В автомобиле, ехавшем впереди, Джен Портер лихорадочно обдумывала свое положение. Она поняла намерения Тарзана, когда он попросил позволения сказать ей несколько слов, и знала, что должна быть готова дать ему ответ. Он не такой человек, от которого можно было отделаться кое-как. И вдруг эта мысль вызвала в ней удивление, и она засомневалась, не боится ли она его на самом деле?
А могла ли она любить того, кого боялась?
Она понимала очарование, овладевшее ею в глубине далеких джунглей, но здесь, в прозаичном Висконсине, не могло быть такой сказочной любви. И безупречно одетый молодой француз не будил в ней первобытную женщину, как тот лесной бог.
Любила ли она его? Этого она сама теперь не знала.
Она украдкой взглянула на Клейтона. Вот человек, воспитанный в той же среде и обстановке, в которых была воспитана она, человек с таким общественным положением и культурой, которые она была приучена считать главной основой для подходящего брака. Неужели ее чутье не указывало на этого английского джентльмена? Ведь его любовь была такой, какую ищет всякая цивилизованная женщина, думая о своем будущем муже…
Могла ли она полюбить Клейтона? Она не видела причины, по которой не могла бы. Джен Портер не была по природе существом холодно-рассудочным, но воспитание, обстановка и наследственность — все совместно научили ее рассчитывать наперед даже в сердечных делах.
То, что она была так безумно увлечена силой молодого гиганта, когда его большие руки обнимали ее в далеких африканских джунглях и сегодня в лесу Висконсина, могло, как ей начинало казаться, быть приписано только временному возврату к прототипу, к психологическому отклику первобытной женщины, таившейся в ней, на зов первобытного мужчины.
Если он никогда больше не коснется ее, рассуждала она, она не почувствует к нему влечения. А в таком случае она, значит, не любит его. Это было не более, как временная галлюцинация, вызванная возбуждением и физическим контактом, но, если бы она вышла за Тарзана замуж, то все очарование притупилось бы в совместной жизни.

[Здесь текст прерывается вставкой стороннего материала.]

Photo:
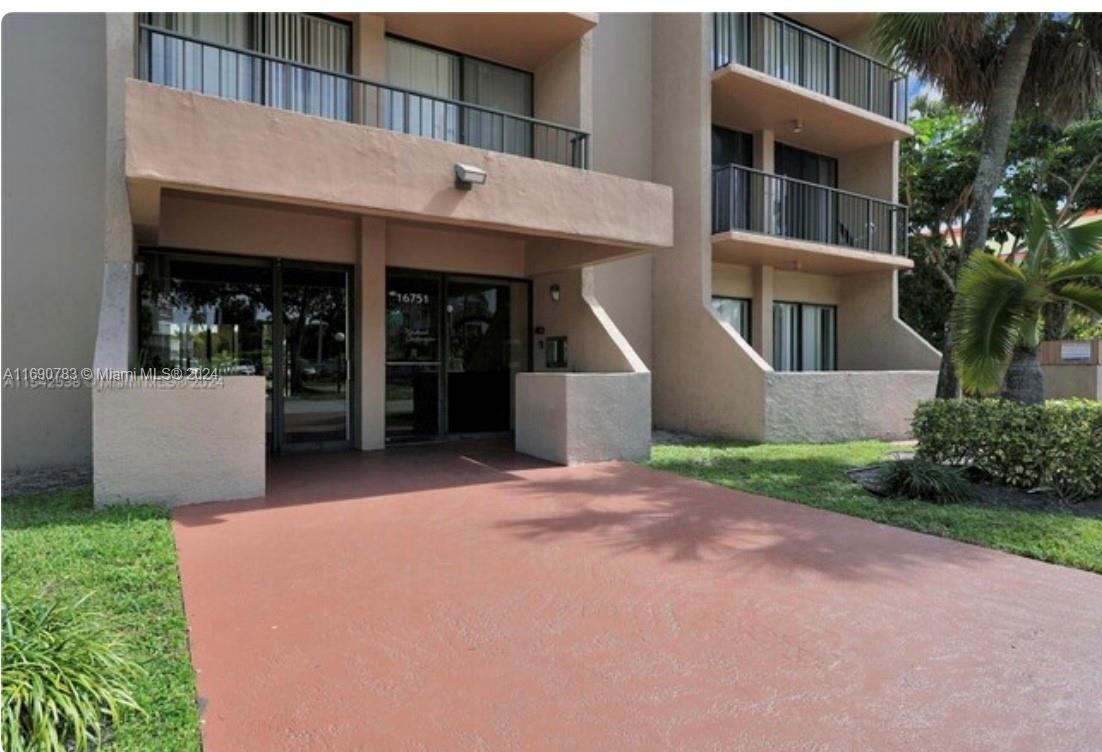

Она опять взглянула на Клейтона. Он был красив и был джентльменом с головы до ног. Таким мужем она могла бы очень гордиться!
И в это время он заговорил. Минутой раньше или минутой позже — и три жизни пошли бы совершенно иначе, но судьба вмешалась и подсказала Клейтону психологический момент.
— Теперь вы свободны, Джен, — заявил он. — Скажите «да», и я посвящу всю свою жизнь, чтобы сделать вас счастливой.